I have been called sensitive I have told I’m making a bigger deal out of this than it needs to be but I argue that if we don’t do this to these so called “jokes” the stereotypes will continue and will not be broken. Don’t be afraid to be the person that takes issue with something. Yes, it may be uncomfortable and it may be hard but, knowing that you stood up for what you believe in is gratifying feeling.
This is not what Saint Martin’s University stands for. As a Benedictine institution we are asked, “To work toward a just order in our immediate environment and in the larger society.” We believe in a sense of community and opening our arms to people from all spheres of the world, people from different socioeconomic backgrounds, different races and different sexual orientation. “To offer warmth, acceptance and joy in welcoming others.” This is what we should be doing in a school paper. This institution deserves writing that pushes the billet but also addresses real issues that our school faces such as sexism, racism and intolerance.

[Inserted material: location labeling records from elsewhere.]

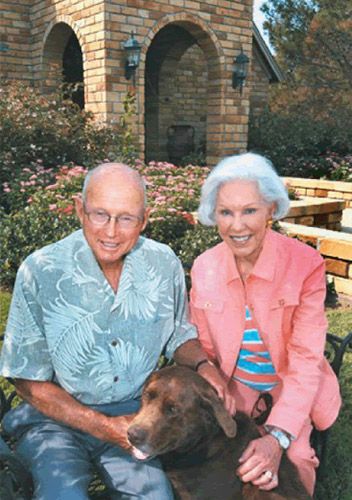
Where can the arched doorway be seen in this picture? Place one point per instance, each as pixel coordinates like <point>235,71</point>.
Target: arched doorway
<point>63,62</point>
<point>178,87</point>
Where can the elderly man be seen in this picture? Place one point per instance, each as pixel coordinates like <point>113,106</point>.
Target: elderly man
<point>90,317</point>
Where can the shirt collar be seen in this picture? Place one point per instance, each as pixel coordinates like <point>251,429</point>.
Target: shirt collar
<point>264,268</point>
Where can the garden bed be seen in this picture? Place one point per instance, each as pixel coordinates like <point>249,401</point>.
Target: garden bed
<point>320,188</point>
<point>318,212</point>
<point>334,246</point>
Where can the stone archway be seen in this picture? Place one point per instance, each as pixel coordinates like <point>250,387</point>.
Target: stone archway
<point>182,86</point>
<point>63,61</point>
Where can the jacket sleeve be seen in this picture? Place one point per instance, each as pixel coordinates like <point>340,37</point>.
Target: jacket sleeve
<point>305,353</point>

Changing issues such as this takes an awareness of our own privilege and prejudice. We all have them. The solution is learning to challenge them, walk a mile in someone else’s shoes before we go back to our own and see the challenges those around us may face. Another component is being able to admit when we are wrong and work to learn from it. This is what a college education is meant to do. We are meant to push our understanding. It will be uncomfortable, it will probably hurt but it will make you a better human being.
I am able to articulate on issues such as this thanks to the classes I have taken here at SMU. Thanks to professors such as Dr. Sapra, Professor Keri Graham and Dr. Walker. They have pushed me to think outside of my norm and to question why I think what I think. So, take a class that is out of your norm. We owe it to our classmates whom may be different from us to try to step out of what we know to recognize these issues.
So, as a member of the community of Saint Martins I urge you to push your comfort zone. It is probably going to be tough, it is not going to happen overnight. But, there are people here that will help you.